[Cbe-oss-dev] another context switch question

Wed Sep 12 06:22:51 EST 2007

On Tuesday 11 September 2007, Luke Browning wrote:
> long spufs_run_spu(struct file *file, struct spu_context *ctx,
>                    u32 *npc, u32 *event)
> {
> 
> 	<...>
> 
>         do {
>                 ret = spufs_wait(ctx->stop_wq, spu_stopped(ctx, &status));
>                 spu = ctx->spu;
> 
> spu will be NULL after a context switch.  I suspect that this is not expected
> and it should be initialized before the spufs_wait().  I believe the intent is
> to identify the spu where the context last ran.  

Right, this is a bug, though it's very hard to hit in practice. I think the
patch below is the right solution for this.

Bob, can you try out that patch and make sure that oprofile still behaves
the right way when it's applied?

>                 if (unlikely(ret))
>                         break;
> 
>                 spuctx_switch_state(ctx, SPUCTX_UTIL_SYSTEM);
> 
>                 if (unlikely(test_bit(SPU_SCHED_NOTIFY_ACTIVE,
>                                       &ctx->sched_flags))) {
>                         clear_bit(SPU_SCHED_NOTIFY_ACTIVE, &ctx->sched_flags);
>                         if (!(status & SPU_STATUS_STOPPED_BY_STOP)) {
>                                 spu_switch_notify(spu, ctx);
>                                 continue;
>                         }
>                 }
> 
> More importantly, the context lock is held over spu_switch_notify() meaning
> that the context cannot be saved or restored.  I don't think the scheduler 
> should be dependent on another module.  We should be able to context switch
> out the context during these calls. 
> 
> Note that the callout occurs for every stop and context switch and that the 
> callout occurs before spe exceptions are handled.  I assume that the handler
> is not allowed to read / write the spe register state.  The context may or 
> may not be runnable as you can have an event and a context switch occur at 
> the same time, so the handler doesn't know how to access the data.  And what 
> would it do with the data anyway?  So, I think we should change the code so
> that the callout is only made for context switches.  In that case, I would 
> move it after processing of the class 0 and 1 interrupts.

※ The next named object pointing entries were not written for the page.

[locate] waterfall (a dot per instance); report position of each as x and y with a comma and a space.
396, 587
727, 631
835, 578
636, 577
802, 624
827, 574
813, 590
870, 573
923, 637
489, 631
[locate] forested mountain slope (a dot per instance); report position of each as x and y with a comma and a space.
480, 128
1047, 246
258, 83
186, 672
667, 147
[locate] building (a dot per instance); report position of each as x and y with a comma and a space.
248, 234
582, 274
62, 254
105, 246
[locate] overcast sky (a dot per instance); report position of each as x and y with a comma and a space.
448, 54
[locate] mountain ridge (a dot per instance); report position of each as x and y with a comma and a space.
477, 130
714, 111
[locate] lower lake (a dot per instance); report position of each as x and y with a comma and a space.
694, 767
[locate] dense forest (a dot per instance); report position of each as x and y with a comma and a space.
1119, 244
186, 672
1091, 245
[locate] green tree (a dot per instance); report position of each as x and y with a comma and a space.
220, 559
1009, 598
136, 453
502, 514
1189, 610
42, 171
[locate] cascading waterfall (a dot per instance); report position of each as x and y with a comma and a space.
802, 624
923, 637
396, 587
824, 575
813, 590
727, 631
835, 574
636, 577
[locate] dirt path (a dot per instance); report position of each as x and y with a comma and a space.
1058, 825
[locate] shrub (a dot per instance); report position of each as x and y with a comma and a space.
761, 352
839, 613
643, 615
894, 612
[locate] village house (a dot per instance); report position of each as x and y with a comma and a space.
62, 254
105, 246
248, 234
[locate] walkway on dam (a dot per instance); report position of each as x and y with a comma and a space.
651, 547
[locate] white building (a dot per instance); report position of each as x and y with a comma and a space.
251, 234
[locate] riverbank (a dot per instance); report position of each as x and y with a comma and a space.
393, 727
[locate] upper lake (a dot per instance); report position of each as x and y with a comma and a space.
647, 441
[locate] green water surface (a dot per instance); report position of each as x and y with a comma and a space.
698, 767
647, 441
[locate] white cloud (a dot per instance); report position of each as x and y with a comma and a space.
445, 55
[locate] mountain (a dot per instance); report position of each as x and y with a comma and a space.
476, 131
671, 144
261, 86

Note the test for SPU_SCHED_NOTIFY_ACTIVE in there. The only time we get into
this path is when a new consumer registers for schedule notifier events,
e.g. when you load the oprofile kernel module. This is such a rare condition
that I feel we should not optimize for that, but instead try to keep this
code path as readable as possible.

	Arnd <><
---
Subject: spufs: fix potential NULL pointer dereference in spufs_run_spu

We must never use the ctx->spu member before checking for
ctx->state == SPU_STATE_RUNNABLE, because it will be NULL
for saved states. In the rare case that a context has been
saved at the exact same time that we call the
spu_switch_event_register() function, we should also not
continue the loop in spufs_run_spu.

Signed-off-by: Arnd Bergmann <arnd.bergmann at de.ibm.com>

--- a/arch/powerpc/platforms/cell/spufs/run.c
+++ b/arch/powerpc/platforms/cell/spufs/run.c
@@ -296,7 +296,6 @@ static inline int spu_process_events(struct spu_context *ctx)
 long spufs_run_spu(struct spu_context *ctx, u32 *npc, u32 *event)
 {
 	int ret;
-	struct spu *spu;
 	u32 status;
 
 	if (mutex_lock_interruptible(&ctx->run_mutex))
@@ -336,11 +335,11 @@ long spufs_run_spu(struct spu_context *ctx, u32 *npc, u32 *event)
 		ret = spufs_wait(ctx->stop_wq, spu_stopped(ctx, &status));
 		if (unlikely(ret))
 			break;
-		spu = ctx->spu;
 		if (unlikely(test_and_clear_bit(SPU_SCHED_NOTIFY_ACTIVE,
 						&ctx->sched_flags))) {
-			if (!(status & SPU_STATUS_STOPPED_BY_STOP)) {
-				spu_switch_notify(spu, ctx);
+			if (!(status & SPU_STATUS_STOPPED_BY_STOP) &&
+			    (ctx->state == SPU_STATE_RUNNABLE)) {
+				spu_switch_notify(ctx->spu, ctx);
 				continue;
 			}
 		}